The dollar dropped against most major global currencies on Friday as data pointed to central banks in the U.S. and China taking steps to stimulate their economies via loose monetary policy measures.
In China, second-quarter economic growth figures met expectations but were still low, sparking talk of interest-rate cuts while in the U.S., soft consumer sentiment figures fueled sentiment the Federal Reserve will roll out quantitative easing measures to stave off economic decline.
In U.S. trading on Friday, EUR/USD was trading up 0.29% at 1.2239.
China's gross domestic product grew 7.6% in the second quarter, largely in line with expectations, which sparked demand for riskier currencies and asset classes that sent the dollar falling and the currencies like the euro rising.
However, China's economy grew a more robust 8.1% in the first quarter of this year, and the cool-down in the second quarter fueled sentiment China may cut interest rates and take other steps to steer its economy to more robust growth rates down the road, which further fueled the risk-on trading session.
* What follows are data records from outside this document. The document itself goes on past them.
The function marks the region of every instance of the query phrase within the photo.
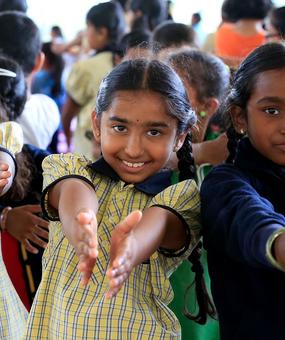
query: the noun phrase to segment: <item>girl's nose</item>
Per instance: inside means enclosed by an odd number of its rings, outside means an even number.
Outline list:
[[[133,133],[129,136],[125,147],[125,152],[131,158],[138,158],[143,154],[143,141],[138,134]]]

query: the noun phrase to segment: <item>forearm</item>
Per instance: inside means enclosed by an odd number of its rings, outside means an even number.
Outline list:
[[[78,105],[71,97],[67,96],[66,102],[64,103],[62,109],[62,126],[65,135],[70,137],[70,124],[74,117],[77,116],[80,110],[80,105]]]
[[[77,225],[74,221],[78,213],[91,210],[96,215],[98,210],[94,189],[84,181],[74,178],[56,184],[49,194],[49,203],[58,209],[63,231],[71,243],[75,234],[73,229]]]
[[[186,227],[171,211],[151,207],[134,229],[136,240],[134,266],[148,259],[159,247],[178,250],[186,241]]]

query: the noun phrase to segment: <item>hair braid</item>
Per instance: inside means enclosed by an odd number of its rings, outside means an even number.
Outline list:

In the U.S., soft consumer sentiment figures rekindled talk the Federal Reserve will roll out credit easing measures that would weaken the dollar in exchange for more accelerated recovery.
In the U.S., the Thomson Reuters/University of Michigan's preliminary reading on the overall index on consumer sentiment fell to 72.0 in July from 73.2 in June.
Analysts were expecting a 73.4 reading.
The news gave investors room to shrug off a Moody's decision to downgrade Italian ratings.
Moody’s cut Italian government bond rating by two levels to Baa2 and warned additional downgrades may be on the way.
A Baa2 bond rating hovers just two levels above junk bond status.
Meanwhile in the U.S., the Bureau of Labor Statistics reported that producer prices rose unexpectedly in June, climbing to a seasonally adjusted 0.1%, from -1.0% in May.
Analysts had expected U.S. producer price index to fall -0.5% last month.
The greenback, meanwhile, was down against the pound, with GBP/USD trading up 0.87% at 1.5562.
The dollar was down against the yen, with USD/JPY trading down 0.10% at 79.24, and down against the Swiss franc, with USD/CHF trading down 0.26% at 0.9814.
The dollar was down against its cousins in Canada, Australia and New Zealand, with USD/CAD down 0.35% at 1.0155, AUD/USD up 0.79% at 1.0219 and NZD/USD up 0.54% at 0.7941.
The dollar index, which tracks the performance of the greenback versus a basket of six other major currencies, was down 0.35% at 83.49.